FDA to allow Plan B birth control for 17-year-olds

Morning-after pill facts

Name: Plan B.

Manufacturer: A subsidiary of Teva Pharmaceuticals Inc.

USE: If taken within 72 hours of unprotected sex, it can lower the risk of pregnancy by up to 89 percent.

What it is: A high dose of a drug found in many regular birth-control pills.

What it isn’t: It’s not the same as the abortion pill RU-486. Plan B prevents ovulation or fertilization of an egg; it also may prevent the egg from implanting into the uterus, though recent research suggests that’s unlikely. It has no effect on women who already are pregnant.

What else it isn’t: Everyday contraception. It’s not intended for routine use.

Who can buy it: Starting soon, women 17 and older can buy it without a prescription. Currently, they must be 18 for nonprescription sale. Anyone younger still requires a prescription.

Side effects: Some nausea, dizziness, breast tenderness, temporary menstrual changes.

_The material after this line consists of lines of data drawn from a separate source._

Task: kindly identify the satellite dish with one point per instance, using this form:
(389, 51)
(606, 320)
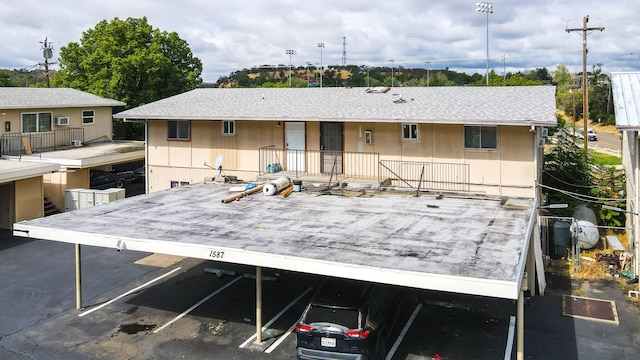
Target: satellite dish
(587, 234)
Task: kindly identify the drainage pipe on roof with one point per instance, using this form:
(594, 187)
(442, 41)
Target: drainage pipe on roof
(258, 305)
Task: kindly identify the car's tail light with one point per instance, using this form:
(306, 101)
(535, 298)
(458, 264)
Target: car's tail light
(357, 334)
(303, 328)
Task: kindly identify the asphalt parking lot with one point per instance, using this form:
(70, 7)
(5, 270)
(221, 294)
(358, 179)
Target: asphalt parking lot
(140, 306)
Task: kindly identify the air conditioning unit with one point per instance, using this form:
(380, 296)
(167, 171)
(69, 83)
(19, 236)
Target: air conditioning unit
(62, 120)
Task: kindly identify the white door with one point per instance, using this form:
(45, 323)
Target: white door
(295, 145)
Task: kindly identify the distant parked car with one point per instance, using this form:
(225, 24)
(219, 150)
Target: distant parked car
(348, 320)
(590, 133)
(101, 179)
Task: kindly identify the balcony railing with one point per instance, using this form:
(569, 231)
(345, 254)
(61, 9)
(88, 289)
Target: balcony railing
(16, 144)
(366, 167)
(342, 164)
(425, 175)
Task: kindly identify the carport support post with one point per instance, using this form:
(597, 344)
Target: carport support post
(258, 304)
(78, 279)
(520, 321)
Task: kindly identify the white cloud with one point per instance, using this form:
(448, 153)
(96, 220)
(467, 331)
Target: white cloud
(232, 35)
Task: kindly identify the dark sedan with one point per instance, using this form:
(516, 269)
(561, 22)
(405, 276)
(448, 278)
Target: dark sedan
(101, 179)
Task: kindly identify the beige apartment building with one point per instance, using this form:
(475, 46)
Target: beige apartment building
(49, 140)
(482, 140)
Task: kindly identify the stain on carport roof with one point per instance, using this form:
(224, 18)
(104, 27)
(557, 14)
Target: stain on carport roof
(460, 244)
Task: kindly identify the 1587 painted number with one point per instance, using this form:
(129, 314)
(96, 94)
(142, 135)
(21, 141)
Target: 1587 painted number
(215, 254)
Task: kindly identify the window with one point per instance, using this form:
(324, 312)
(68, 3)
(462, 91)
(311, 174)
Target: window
(179, 129)
(36, 122)
(228, 127)
(410, 132)
(481, 137)
(88, 117)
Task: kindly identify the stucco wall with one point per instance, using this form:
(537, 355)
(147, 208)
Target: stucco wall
(28, 195)
(102, 123)
(510, 170)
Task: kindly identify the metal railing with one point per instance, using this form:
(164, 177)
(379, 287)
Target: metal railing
(342, 164)
(361, 165)
(425, 175)
(15, 144)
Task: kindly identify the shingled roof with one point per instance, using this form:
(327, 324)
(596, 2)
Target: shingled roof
(28, 98)
(518, 105)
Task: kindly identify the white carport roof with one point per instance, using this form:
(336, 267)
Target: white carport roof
(457, 244)
(90, 155)
(19, 170)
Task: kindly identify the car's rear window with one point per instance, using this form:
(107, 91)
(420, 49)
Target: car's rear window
(321, 314)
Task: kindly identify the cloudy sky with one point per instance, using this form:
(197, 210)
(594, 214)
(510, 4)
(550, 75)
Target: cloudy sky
(235, 34)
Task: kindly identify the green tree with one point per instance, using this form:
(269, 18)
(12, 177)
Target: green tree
(5, 80)
(566, 169)
(129, 61)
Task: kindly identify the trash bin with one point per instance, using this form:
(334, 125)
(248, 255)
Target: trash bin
(297, 185)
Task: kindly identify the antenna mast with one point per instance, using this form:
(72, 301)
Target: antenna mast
(47, 53)
(344, 50)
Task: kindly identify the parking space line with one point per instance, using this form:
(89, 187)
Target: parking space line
(266, 326)
(395, 346)
(128, 293)
(184, 313)
(512, 330)
(280, 339)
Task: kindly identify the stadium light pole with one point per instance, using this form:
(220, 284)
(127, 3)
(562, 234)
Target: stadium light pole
(428, 63)
(321, 46)
(290, 52)
(486, 7)
(391, 72)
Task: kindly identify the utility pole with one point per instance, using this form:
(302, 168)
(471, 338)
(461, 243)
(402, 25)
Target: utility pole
(585, 93)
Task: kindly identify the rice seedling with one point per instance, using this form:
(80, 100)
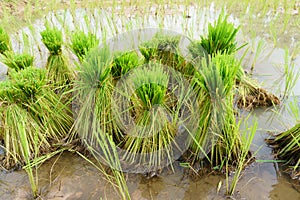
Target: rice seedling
(251, 95)
(259, 49)
(165, 49)
(5, 44)
(123, 63)
(26, 91)
(95, 124)
(217, 132)
(58, 69)
(82, 43)
(17, 61)
(151, 131)
(220, 39)
(291, 75)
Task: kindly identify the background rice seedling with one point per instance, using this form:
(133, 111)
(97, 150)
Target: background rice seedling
(17, 61)
(59, 71)
(82, 43)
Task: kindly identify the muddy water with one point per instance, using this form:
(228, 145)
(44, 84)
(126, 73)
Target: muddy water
(68, 176)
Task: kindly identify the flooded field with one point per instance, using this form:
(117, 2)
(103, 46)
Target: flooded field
(69, 176)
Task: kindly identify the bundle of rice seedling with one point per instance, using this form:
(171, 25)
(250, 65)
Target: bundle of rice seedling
(95, 124)
(17, 61)
(93, 90)
(59, 71)
(287, 147)
(217, 137)
(82, 43)
(221, 39)
(152, 129)
(123, 63)
(165, 49)
(26, 96)
(5, 44)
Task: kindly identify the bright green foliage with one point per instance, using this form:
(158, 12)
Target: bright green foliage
(214, 83)
(5, 44)
(124, 62)
(52, 38)
(59, 72)
(220, 39)
(17, 61)
(165, 49)
(82, 43)
(26, 96)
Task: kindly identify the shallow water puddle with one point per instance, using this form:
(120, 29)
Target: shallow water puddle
(70, 177)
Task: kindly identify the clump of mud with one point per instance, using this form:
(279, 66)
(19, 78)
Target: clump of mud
(259, 98)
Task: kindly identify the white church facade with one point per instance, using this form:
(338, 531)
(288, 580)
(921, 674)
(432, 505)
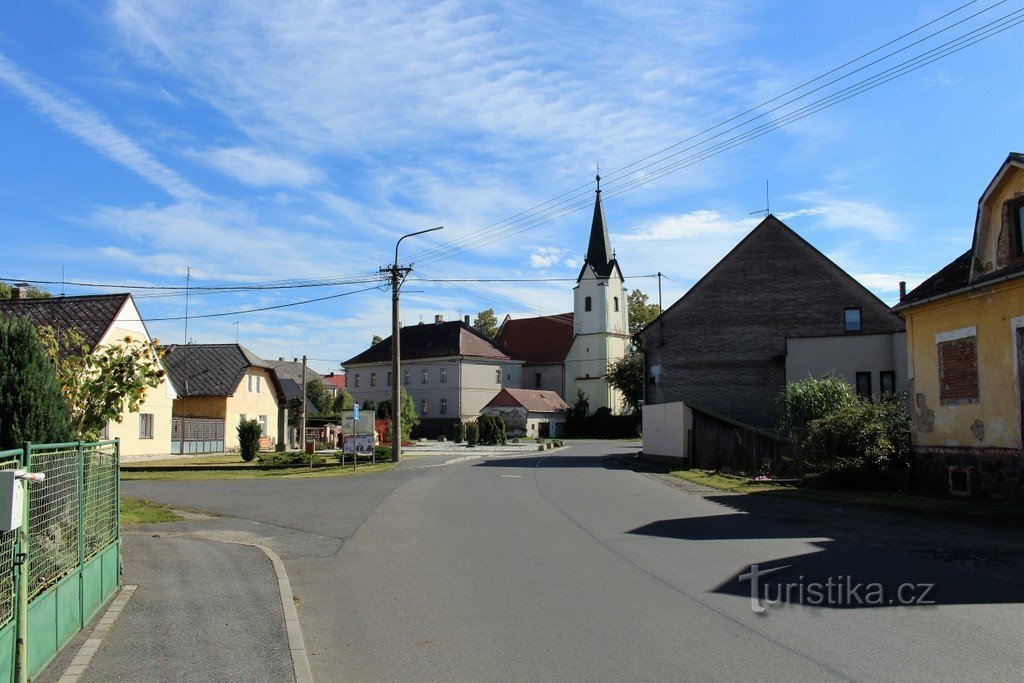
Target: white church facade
(572, 352)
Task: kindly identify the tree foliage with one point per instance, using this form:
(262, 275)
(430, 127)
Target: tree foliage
(32, 407)
(491, 429)
(486, 324)
(250, 432)
(31, 293)
(410, 418)
(104, 383)
(318, 394)
(641, 312)
(626, 375)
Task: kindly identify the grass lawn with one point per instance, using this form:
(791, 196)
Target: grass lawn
(989, 512)
(135, 511)
(298, 472)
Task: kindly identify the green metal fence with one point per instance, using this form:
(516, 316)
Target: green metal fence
(73, 548)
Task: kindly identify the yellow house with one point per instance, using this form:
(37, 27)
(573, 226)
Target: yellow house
(965, 331)
(104, 319)
(218, 385)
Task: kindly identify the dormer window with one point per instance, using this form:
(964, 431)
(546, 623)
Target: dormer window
(1017, 225)
(851, 319)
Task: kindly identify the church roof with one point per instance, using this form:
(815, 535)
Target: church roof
(599, 254)
(545, 339)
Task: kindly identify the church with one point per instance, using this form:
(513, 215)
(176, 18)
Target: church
(571, 352)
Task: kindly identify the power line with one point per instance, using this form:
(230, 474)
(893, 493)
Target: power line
(556, 209)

? Seventeen-year-olds will be able to buy the “morning-after” emergency contraceptive without a doctor’s prescription, a decision that conservatives denounced as a blow to parental supervision of teens but that women’s groups said represents sound science.

The Food and Drug Administration said Wednesday it would accept, not appeal, a federal judge’s order that lifts Bush administration restrictions limiting over-the-counter sales of “Plan B” to women 18 and older. U.S. District Judge Edward Korman ruled last month in a lawsuit filed in New York that President George W. Bush’s appointees let politics, not science, drive their decision to restrict over-the-counter access.

Women’s groups said the FDA’s action was long overdue, since the agency’s own medical reviewers had initially recommended that the contraceptive be made available without any age restrictions.

Korman ordered the FDA to let 17-year-olds get the birth control pills. He also directed the agency to evaluate clinical data to determine whether all age restrictions should be lifted.

The FDA’s latest action does not mean that Plan B will be immediately available to 17-year-olds.The manufacturer must first submit a request.

“It’s a good indication that the agency will move expeditiously to ensure its policy on Plan B is based solely on science,” said Nancy Northup, president of the Center for Reproductive Rights, which filed the lawsuit.

Conservatives said politics drove the decision.

“Parents should be furious at the FDA’s complete disregard of parental rights and the safety of minors,” said Wendy Wright, president of Concerned Women for America.

Plan B is emergency contraception that contains a high dose of birth control drugs and will not interfere with an established pregnancy. It works by preventing ovulation or fertilization. In medical terms, pregnancy begins when a fertilized egg attaches itself to the wall of the uterus.

If taken within 72 hours of unprotected sex, it can reduce a woman’s chances of pregnancy by as much as 89 percent.

Critics of the contraceptive say Plan B is the equivalent of an abortion pill because it can prevent a fertilized egg from attaching to the uterus. Recent research suggests that’s possible but not likely.